Turkish President Recep Tayyip Erdogan has arrived in Azerbaijan's autonomous Nakhchivan exclave upon the invitation of his counterpart Ilham Aliyev.
Aliyev welcomed Erdogan on Monday with an official ceremony before holding one-on-one talks to discuss bilateral relations, as well as regional and global issues, particularly the recent developments in Karabakh. They will later hold a joint news conference.
The leaders will also attend the groundbreaking ceremony of the Igdir-Nakhchivan natural gas pipeline and inaugurate the modernised Nakhchivan military complex.
Ankara and Baku agreed in 2020, in a memorandum of understanding, to supply natural gas from Türkiye to Azerbaijan's Nakhchivan Autonomous Republic.
The new 85-kilometre gas pipeline will run from Türkiye's eastern province of Igdir to Sederek in western Azerbaijan, with an annual capacity of 500 million cubic metres (mcm) and a daily capacity of 1.5 mcm.
The project will be realised through a partnership between Türkiye's crude oil and natural gas pipeline trading company BOTAS and Azerbaijan's state oil company SOCAR.

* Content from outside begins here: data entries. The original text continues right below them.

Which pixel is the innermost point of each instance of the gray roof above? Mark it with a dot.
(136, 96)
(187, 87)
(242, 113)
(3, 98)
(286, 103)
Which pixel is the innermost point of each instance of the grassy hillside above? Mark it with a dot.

'Karabakh is Azerbaijani territory'
Karabakh is Azerbaijani territory, Turkish President Recep Tayyip Erdogan said, asserting that the imposition of any other status for the region would never be accepted.
"We have supported the negotiation process between Azerbaijan and Armenia from the beginning. However, we see that Armenia has not fully seized this historic opportunity," Erdogan said in his address at the 78th session of the UN General Assembly in New York last week.
He expressed Türkiye's expectation that Armenia fulfil its commitments, especially those related to the opening of the Zangezur corridor, a key planned unimpeded road through Armenian territory connecting Azerbaijan to its Nakhchivan exclave.
"As everyone now accepts, Karabakh is Azerbaijani territory. The imposition of any other status will never be accepted," Erdogan underlined, adding that the primary goal should now be peaceful coexistence for all, including Armenians, on Azerbaijani territory.
Türkiye supports Azerbaijan's steps to preserve its territorial integrity, he said.
Last week, Azerbaijan launched "counter-terrorism measures" in Karabakh to uphold provisions outlined in a November 2020 trilateral peace agreement it signed with Russia and Armenia following 44 days of clashes with Yerevan.